Se il Novecento ha portato in aula razzismo e omofobia, questo è il tempo in cui a essere condannate sono la violenza di genere e la violenza ambientale. In un verso o nell’altro, quando una piaga finisce alla sbarra è perché si sta iniziando, se non a curarla, almeno a vederla. A settembre è uscito uno studio pubblicato dalla ONG Oil Change International e da Zero Carbon Analytics secondo cui negli ultimi nove anni sono triplicati i processi intentati da gruppi di cittadini e gruppi no profit contro compagnie petrolifere, del gas e del carbone. Se fra il 2005 e il 2015 se n’erano avuti circa uno all’anno, con l’Accordo di Parigi qualcosa si è mosso, si è acuita e insieme estesa la consapevolezza sul tema, è cresciuta la fiducia nelle proprie forze e nelle proprie ragioni che serve a denunciare un abuso. Nel 2015 le denunce sono state 5, nel 2023 addirittura 14. Molte negli Stati Uniti e in Europa ma poi anche in Asia, Africa, America Latina.
Da febbraio Eni è sotto processo in Italia per eccesso di emissioni: l’accusa è costituita da due ONG, Greenpeace e ReCommon, e si affida ai dati dell’IPCC per dimostrare le responsabilità climatiche dell’azienda. A fronte dello scioglimento di un ghiacciaio sulle Ande, in Perù un agricoltore ha chiesto all’azienda tedesca RWE (produttrice di energia da carbone) di rimborsare parte delle spese che la sua comunità ha dovuto affrontare per implementare misure di protezione dalle inondazioni. Nel 2022 Shell era stata condannata dal tribunale dell’Aja a tagliare entro il 2030 le proprie emissioni del 45% rispetto ai livelli del 2019, in quanto “stavano contribuendo al riscaldamento globale e alle sue disastrose conseguenze”. E ora si trova di nuovo sotto processo per non essersi messa in linea con le disposizioni del 2022. Nel frattempo è stata denunciata pure da un gruppo di 14.000 cittadini nigeriani per aver inquinato il fiume Niger.

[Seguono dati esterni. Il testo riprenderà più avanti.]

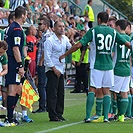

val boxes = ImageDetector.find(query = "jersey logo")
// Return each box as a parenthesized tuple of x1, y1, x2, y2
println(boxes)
(14, 37, 21, 45)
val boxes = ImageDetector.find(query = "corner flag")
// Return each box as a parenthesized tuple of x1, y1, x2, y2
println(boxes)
(20, 79, 39, 112)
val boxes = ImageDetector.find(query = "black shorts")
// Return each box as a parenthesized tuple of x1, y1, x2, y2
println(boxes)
(5, 57, 20, 86)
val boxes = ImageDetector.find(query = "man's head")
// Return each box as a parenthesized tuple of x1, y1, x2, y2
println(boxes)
(15, 6, 27, 23)
(88, 0, 92, 5)
(27, 25, 37, 36)
(115, 19, 127, 32)
(54, 21, 65, 36)
(38, 17, 50, 32)
(125, 20, 132, 35)
(107, 16, 117, 29)
(0, 41, 8, 56)
(97, 12, 109, 25)
(8, 11, 15, 24)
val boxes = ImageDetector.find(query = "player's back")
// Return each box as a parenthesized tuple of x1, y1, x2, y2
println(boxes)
(90, 25, 116, 70)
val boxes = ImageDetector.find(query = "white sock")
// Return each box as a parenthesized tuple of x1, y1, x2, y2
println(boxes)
(22, 110, 27, 118)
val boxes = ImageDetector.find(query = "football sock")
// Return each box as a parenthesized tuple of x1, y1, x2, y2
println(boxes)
(7, 96, 16, 123)
(22, 110, 27, 118)
(96, 98, 103, 116)
(131, 94, 133, 116)
(86, 92, 95, 119)
(117, 94, 121, 116)
(112, 99, 117, 115)
(14, 94, 20, 105)
(119, 98, 128, 115)
(103, 95, 111, 120)
(125, 94, 132, 117)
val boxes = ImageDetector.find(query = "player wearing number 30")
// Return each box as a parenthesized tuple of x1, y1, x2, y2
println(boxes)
(59, 12, 131, 123)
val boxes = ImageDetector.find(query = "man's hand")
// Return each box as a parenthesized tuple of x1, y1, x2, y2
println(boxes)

Nel gennaio 2023 Cile e Colombia hanno chiesto spontaneamente alla Corte interamericana per i diritti umani di pronunciarsi in merito agli obblighi degli Stati di fronte all’emergenza climatica, in modo da trovare soluzioni “opportune e giuste”, con una particolare attenzione alle comunità più vulnerabili. Molti di questi processi sono in corso e non è detto che finiranno con una condanna, ma è già una notizia importante che ci si senta sempre più in diritto di denunciare quelli che sono abusi a tutti gli effetti.
Quando una piaga finisce alla sbarra è perché si sta iniziando, se non a curarla, almeno a vederla.
Parallelamente al dilagare dei casi di climate litigation che finiscono in tribunale, anche l’onda dei processi per violenza sulle donne continua a montare: a settembre ne sono cominciati due importantissimi, uno in Italia e l’altro in Francia. Il primo è quello per l’omicidio di Giulia Cecchettin, uccisa lo scorso novembre dal fidanzato Filippo Turetta con 75 coltellate perché lei lo aveva lasciato, stava per laurearsi e la sua vita sarebbe andata avanti, mentre lui voleva trattenerla perché fosse solo sua. Il secondo è il processo Pelicot. Gisèle Pelicot è la donna che per dieci anni è stata drogata e violentata in casa propria. Suo marito l’addormentava a suon di sonniferi e vendeva il suo corpo a uomini che durante il processo sono stati in grado di dire “non pensavo fosse uno stupro: il marito era d’accordo”. Se Bob Dylan riscrivesse oggi The Lonesome Death of Hattie Carroll per Gisèle Pelicot forse lo posizionerebbe lì il suo verso finale: “now’s the time for your tears”.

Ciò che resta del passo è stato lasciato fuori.